Publicado em 31-03-2026 Atualizado em 31-03-2026
Imagem ilustrativa de informação do CIAC do Barreiro

O Centro de Informação Autárquico ao Consumidor (CIAC) chama a atenção para:

A Comissão Europeia e as autoridades de defesa do consumidor divulgaram a 26 de março de 2026, os resultados de uma ação de fiscalização conjunta («Sweep») a descontos de produtos vendidos em linha, durante a Black Friday e a Cyber Monday.

Estes Sweeps (Varreduras) são coordenados pela Comissão Europeia e realizados simultaneamente pelas autoridades nacionais responsáveis pela aplicação da legislação e que compõem a rede europeia CPC*, da qual a Direção-Geral do Consumidor é o Serviço de Ligação Único em Portugal, fazendo a articulação entre a Comissão Europeia, as autoridades dos restantes Estados Membros e as 17 autoridades que em Portugal aplicam a legislação de defesa do consumidor.
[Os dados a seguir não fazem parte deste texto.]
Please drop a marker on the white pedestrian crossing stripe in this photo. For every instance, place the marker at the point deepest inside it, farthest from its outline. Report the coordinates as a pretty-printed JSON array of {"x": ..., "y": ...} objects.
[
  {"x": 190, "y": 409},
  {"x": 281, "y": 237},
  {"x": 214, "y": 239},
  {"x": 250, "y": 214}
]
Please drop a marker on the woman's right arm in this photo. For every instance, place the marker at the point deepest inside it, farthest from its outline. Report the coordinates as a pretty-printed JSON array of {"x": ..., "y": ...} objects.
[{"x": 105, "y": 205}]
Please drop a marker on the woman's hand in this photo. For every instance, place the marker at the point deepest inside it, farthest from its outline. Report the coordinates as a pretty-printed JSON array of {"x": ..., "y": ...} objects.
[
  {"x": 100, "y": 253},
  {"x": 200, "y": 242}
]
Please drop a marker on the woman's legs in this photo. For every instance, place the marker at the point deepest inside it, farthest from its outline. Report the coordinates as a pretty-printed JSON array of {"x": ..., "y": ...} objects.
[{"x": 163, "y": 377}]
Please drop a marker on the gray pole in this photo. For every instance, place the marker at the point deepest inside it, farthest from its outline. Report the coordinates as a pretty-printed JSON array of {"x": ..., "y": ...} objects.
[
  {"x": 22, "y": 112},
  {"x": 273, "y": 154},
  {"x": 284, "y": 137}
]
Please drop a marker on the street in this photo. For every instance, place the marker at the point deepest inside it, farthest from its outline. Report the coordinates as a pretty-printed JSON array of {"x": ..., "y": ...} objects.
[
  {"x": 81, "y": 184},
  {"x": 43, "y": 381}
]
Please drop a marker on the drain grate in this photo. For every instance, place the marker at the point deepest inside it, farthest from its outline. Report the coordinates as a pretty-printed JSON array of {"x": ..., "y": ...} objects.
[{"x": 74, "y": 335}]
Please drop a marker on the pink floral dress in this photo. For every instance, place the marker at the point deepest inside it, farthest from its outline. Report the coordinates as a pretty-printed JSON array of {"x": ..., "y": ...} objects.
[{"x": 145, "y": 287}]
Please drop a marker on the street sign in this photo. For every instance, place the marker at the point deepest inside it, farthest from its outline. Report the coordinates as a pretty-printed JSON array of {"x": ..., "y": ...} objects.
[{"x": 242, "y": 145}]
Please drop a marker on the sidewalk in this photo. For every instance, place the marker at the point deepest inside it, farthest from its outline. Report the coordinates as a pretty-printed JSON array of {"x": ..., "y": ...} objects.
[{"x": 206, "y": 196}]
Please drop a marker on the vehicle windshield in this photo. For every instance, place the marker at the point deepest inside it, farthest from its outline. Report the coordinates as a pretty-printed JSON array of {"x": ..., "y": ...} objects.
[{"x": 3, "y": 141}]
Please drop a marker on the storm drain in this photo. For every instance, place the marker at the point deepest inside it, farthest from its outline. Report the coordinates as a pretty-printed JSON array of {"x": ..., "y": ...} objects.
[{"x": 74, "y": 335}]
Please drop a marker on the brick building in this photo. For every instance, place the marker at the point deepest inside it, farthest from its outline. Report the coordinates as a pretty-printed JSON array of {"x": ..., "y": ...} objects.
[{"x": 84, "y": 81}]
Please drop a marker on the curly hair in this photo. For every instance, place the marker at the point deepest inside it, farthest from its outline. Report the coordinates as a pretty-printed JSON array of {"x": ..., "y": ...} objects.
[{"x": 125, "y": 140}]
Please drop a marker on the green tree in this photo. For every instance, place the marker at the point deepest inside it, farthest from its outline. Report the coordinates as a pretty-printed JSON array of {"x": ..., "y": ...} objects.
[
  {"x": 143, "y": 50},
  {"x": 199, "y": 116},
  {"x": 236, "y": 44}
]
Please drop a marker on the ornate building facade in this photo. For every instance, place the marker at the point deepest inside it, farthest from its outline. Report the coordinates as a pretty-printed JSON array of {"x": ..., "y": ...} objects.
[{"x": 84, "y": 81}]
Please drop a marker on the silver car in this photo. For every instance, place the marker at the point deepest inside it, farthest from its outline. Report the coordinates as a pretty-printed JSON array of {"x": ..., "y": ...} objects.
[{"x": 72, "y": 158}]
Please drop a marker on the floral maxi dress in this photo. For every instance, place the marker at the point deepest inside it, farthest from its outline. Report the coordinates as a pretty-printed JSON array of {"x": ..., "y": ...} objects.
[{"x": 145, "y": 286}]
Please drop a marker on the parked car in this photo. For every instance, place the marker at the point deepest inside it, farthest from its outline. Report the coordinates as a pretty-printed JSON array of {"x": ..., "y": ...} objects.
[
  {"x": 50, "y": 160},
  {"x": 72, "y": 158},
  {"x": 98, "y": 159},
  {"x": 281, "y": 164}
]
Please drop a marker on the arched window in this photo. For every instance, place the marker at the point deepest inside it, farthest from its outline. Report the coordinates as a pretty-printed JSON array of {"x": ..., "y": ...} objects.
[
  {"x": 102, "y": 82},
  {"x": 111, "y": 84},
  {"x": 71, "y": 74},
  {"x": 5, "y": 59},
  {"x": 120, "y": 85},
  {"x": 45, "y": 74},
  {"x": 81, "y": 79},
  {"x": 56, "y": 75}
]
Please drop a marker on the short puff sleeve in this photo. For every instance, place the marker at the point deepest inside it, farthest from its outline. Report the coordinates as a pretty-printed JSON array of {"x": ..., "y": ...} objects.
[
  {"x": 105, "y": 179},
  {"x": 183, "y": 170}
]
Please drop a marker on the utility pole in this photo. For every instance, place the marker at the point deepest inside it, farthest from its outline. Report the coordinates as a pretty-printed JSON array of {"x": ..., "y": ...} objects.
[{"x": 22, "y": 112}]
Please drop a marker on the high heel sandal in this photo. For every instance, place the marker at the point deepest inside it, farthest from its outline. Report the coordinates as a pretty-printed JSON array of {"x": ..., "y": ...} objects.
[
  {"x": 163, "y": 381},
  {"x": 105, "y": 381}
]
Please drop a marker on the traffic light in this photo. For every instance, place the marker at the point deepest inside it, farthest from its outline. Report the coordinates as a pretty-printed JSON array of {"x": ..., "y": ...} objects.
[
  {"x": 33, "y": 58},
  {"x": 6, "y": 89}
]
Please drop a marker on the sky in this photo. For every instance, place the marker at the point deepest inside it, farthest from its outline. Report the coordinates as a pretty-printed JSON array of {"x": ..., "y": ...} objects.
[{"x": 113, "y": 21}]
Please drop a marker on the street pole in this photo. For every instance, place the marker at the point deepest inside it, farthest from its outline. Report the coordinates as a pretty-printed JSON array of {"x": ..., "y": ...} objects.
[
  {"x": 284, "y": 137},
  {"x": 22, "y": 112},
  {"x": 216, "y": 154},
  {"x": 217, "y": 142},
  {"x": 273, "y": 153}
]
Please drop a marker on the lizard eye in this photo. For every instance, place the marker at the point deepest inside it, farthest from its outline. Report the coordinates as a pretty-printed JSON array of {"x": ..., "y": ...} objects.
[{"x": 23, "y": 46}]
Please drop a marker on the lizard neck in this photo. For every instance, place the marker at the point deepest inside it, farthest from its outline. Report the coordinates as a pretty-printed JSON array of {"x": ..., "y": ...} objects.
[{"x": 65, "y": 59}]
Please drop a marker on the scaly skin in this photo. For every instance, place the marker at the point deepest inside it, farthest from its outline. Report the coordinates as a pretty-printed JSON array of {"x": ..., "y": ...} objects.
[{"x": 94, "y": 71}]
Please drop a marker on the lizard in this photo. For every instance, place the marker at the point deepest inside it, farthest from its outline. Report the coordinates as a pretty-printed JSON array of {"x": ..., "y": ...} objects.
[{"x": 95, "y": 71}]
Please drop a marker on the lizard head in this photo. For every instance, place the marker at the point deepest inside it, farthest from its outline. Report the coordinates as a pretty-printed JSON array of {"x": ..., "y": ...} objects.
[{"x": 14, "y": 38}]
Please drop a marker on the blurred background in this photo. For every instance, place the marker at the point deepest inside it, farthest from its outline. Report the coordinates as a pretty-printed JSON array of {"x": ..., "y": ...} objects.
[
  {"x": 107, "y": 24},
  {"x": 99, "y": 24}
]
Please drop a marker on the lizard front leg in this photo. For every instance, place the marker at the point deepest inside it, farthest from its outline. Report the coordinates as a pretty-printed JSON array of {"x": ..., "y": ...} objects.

Esta ação pretendeu avaliar se os descontos e as práticas de fixação de preços entre 3 de novembro e 5 de dezembro de 2025, estariam em conformidade com a legislação da UE em matéria de defesa do consumidor e, atenta a matéria, em Portugal esteve a cargo da Autoridade de Segurança Alimentar e Económica (ASAE).

A nível europeu foram investigados 314 comerciantes e verificou-se que 30% apresentavam descontos incorretamente. Nos termos da Diretiva Indicações de Preços, quando uma empresa anuncia um desconto, o preço de referência deve ser o preço mais baixo praticado nos últimos 30 dias.

Para além das infrações à legislação acima, dos operadores selecionados, detetou-se ainda que:

  • 36% tentavam adicionar itens opcionais aos “carrinhos” virtuais dos consumidores. Destes, quatro em cada dez, fizeram-no sem solicitar o consentimento do consumidor de forma clara.
  • 34% faziam comparações de preços, sendo que 6 em cada 10 não indicavam claramente qual a referência para a comparação.
  • 18% utilizavam técnicas de venda de pressão, alegando que um produto estava a esgotar-se ou utilizando cronómetros. Verificou-se que, em mais de metade dos casos, as informações eram enganosas. Uma técnica de venda de pressão pode ser considerada enganosa, por exemplo, quando a sua alegação de escassez é falsa.
  • 10 % utilizavam táticas de «custos escondidos», em que cobravam taxas adicionais ou adicionavam custos perto do final do processo de compra, como taxas de envio ou de serviço.

Acrescentar artigos sem o consentimento do consumidor, apresentar preços de forma enganosa, alegar falsamente que um produto está a esgotar-se ou ocultar taxas adicionais até ao final do processo, são também práticas ilegais ao abrigo da legislação da UE em matéria de defesa do consumidor, nomeadamente a Diretiva Práticas Comerciais Desleais – que pode consultar através do link: https://eur-lex.europa.eu/legal-content/PT/TXT/?uri=celex%3A32005L0029.

*A Rede de Cooperação no domínio da Defesa do Consumidor (rede CPC – https://commission.europa.eu/topics/consumers/consumer-rights-and-complaints/enforcement-consumer-protection/consumer-protection-cooperation-network_en?prefLang=pt&etrans=pt) é uma rede composta por cada uma das autoridades nacionais responsáveis pela aplicação da legislação da UE em matéria de defesa do consumidor. Sob a coordenação da Comissão Europeia, colaboram para combater as infrações ao direito dos consumidores que ocorrem no mercado único.